Me Quillegreu a temporisé, plus longtemps qu'on ne m'avoit dict, à Barwic, à cause de ce désordre naguyères survenu entre les gardiens des deux frontyères, et s'il n'en est party depuis dix jours, il y est encores. La Royne d'Escosse se porte bien et cuydoyent aulcuns que la Royne d'Angleterre, sa cousine, s'estant approchée à une journée et demye d'elle, la deût voyr; mais j'entendz que seulement elle l'a envoyée visiter. Me Henry Cobhan, en attandant, icy, sa dépesche pour Espaigne, est tombé malade; néantmoins il espère partyr, aussytost qu'il se portera ung peu bien, et dellibère de fère son chemin par France.

L'on a brullé, ces jours passez, en ceste ville, aulcuns Ollandoys pour cause d'hérésye, parce qu'ilz ne se sont voulus desdire, soubstenans, entre aultres erreurs, qu'il n'estoit loysible aulx Chrestiens d'exercer magistrat.

Je ne veulx pas, Sire, après tant de bonnes parolles et de bonnes démonstrations que j'ay naguyères eues de ceste princesse et des siens, sur la continuation de la ligue, les souspeçonner légèrement; néantmoins ayant sceu que, de trente mille livres d'esterling, que la dicte Dame a dernyèrement empruntés de ceulx de Londres, en ayant receu contant vingt mille, et icelles ordonnées pour la guerre d'Irlande, je crains que des aultres dix mille, lesquelz elle a envoyé remettre en Hambourg, que, si elles ne sont distribuées aulx pensionnayres qu'elle a en Allemaigne, ou bien employées en l'acquit de quelque vieulx partis qu'elle doibt encores par dellà, qu'elles ne soyent convertyes à fère une levée de reytres en faveur des eslevez de vostre royaulme; et que ceste somme soit celle partye de deniers qu'on dict qu'elle est obligée de contribuer en la ligue des princes protestantz pour la deffance de leur religyon, sellon qu'on m'a assuré qu'il est convenu, par articles exprès, avec les dictz princes protestantz que, toutes les foys et pour aultant de vingt mille escus qu'on leur pourra fère fournir en deniers contantz, ilz seront tenus, dans certains jours après, de fère marcher autant de troys mille reytres ou en France ou en Flandres, là où le besoing en sera cognu plus grand; dont Vostre Majesté pourra, par quelqu'ung de ses serviteurs en Allemaigne, fère observer cella.

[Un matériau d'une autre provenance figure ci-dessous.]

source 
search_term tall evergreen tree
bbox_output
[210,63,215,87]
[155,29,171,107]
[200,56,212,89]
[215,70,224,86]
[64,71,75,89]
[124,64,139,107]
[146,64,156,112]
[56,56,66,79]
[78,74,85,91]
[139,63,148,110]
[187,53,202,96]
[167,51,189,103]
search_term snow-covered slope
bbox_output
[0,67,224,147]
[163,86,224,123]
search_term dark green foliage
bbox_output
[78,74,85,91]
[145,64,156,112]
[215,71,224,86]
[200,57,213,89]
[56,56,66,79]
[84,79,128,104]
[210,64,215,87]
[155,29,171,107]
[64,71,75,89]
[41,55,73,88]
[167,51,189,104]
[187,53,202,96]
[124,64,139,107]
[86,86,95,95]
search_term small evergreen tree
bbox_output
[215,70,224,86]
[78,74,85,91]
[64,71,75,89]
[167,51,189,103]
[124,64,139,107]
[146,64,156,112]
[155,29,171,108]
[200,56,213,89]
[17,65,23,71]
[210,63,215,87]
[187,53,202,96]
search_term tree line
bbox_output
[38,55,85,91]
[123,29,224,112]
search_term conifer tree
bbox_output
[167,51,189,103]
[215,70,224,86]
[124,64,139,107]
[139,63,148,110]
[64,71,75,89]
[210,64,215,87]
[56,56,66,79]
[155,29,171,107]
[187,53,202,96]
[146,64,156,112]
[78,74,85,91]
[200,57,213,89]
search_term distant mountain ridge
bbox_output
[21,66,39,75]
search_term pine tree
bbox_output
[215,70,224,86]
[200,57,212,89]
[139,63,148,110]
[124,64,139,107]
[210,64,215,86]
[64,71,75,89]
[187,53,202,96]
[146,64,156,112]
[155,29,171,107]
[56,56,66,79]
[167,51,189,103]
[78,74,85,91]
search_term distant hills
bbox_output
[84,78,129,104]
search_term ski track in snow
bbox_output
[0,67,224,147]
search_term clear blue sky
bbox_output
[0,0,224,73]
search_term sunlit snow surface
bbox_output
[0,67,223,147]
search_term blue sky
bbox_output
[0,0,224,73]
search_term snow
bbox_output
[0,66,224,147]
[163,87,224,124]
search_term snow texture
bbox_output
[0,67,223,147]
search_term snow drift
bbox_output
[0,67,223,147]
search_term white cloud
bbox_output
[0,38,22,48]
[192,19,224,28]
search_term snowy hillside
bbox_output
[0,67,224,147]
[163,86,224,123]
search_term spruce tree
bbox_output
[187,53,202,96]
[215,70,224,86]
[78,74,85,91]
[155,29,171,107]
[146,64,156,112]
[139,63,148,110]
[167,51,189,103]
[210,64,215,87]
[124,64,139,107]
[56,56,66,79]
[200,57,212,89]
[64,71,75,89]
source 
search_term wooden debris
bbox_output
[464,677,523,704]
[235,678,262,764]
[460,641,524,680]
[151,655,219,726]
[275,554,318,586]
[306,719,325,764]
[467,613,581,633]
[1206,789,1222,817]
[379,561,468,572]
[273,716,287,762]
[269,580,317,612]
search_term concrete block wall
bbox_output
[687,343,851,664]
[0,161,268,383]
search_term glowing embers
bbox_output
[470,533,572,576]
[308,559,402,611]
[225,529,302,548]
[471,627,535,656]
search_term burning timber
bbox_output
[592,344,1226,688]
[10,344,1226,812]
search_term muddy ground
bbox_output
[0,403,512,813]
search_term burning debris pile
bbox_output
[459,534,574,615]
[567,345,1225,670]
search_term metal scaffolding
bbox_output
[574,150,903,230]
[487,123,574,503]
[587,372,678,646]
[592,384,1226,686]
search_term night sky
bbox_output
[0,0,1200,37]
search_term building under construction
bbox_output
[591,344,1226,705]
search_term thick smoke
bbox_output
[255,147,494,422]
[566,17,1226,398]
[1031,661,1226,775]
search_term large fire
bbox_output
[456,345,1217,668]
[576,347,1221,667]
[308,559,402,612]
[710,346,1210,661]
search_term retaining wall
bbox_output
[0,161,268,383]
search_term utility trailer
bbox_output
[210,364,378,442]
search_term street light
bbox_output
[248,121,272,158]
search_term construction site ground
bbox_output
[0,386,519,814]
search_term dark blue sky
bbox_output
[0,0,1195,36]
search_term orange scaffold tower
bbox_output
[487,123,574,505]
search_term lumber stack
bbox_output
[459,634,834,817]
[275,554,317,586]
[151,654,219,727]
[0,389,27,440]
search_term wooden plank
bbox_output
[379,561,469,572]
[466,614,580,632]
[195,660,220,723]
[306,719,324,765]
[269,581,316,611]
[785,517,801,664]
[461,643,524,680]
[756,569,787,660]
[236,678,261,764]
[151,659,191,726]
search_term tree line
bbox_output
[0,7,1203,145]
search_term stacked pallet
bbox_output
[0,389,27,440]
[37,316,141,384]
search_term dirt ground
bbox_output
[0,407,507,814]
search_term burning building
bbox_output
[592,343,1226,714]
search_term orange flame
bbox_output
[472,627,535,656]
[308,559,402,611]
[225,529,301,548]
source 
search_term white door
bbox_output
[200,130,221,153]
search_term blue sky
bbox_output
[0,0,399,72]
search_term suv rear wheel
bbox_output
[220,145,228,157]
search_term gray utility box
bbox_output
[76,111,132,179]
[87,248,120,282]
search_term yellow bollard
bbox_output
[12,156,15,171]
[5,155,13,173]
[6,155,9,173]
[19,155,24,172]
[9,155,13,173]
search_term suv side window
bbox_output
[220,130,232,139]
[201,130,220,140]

Je ne puis vériffyer que Mr de Méru ayt emporté plus grande somme de ceste court que les douze centz angelotz que cette princesse luy a donnez; et encores m'a l'on dict que le présent, à la fin, a esté restreinct à six centz angelotz.

Je parachevoys cest article quand la dépesche de Vostre Majesté, du XXIXe du passé, est arryvée, de laquelle j'uzeray en la façon qu'il vous plaist me le commander, la première foys que j'iray retrouver ceste princesse; et incontinent après, je vous manderay ce qu'elle m'y aura respondu. Sur ce, etc. Ce XIIIe jour d'aoust 1575.

CCCCLXVIe DÉPESCHE

—du XXe jour d'aoust 1575.—

(Envoyée exprès jusques à Calais par la voye du Sr Acerbo.)

Arrivée de Mr de Mauvissière en Angleterre.—Refus du roi d'accepter les offres faites par le capitaine Bathe d'une entreprise contre l'Angleterre.—Préparatifs des Anglais pour se tenir prêts à une expédition.—Réclamations réciproques à raison des prises.—Sollicitations de l'ambassadeur afin qu'il lui soit envoyé de l'argent.—Mission qui lui est donnée de se rendre auprès de Marie Stuart et de passer en Écosse.

Au Roy.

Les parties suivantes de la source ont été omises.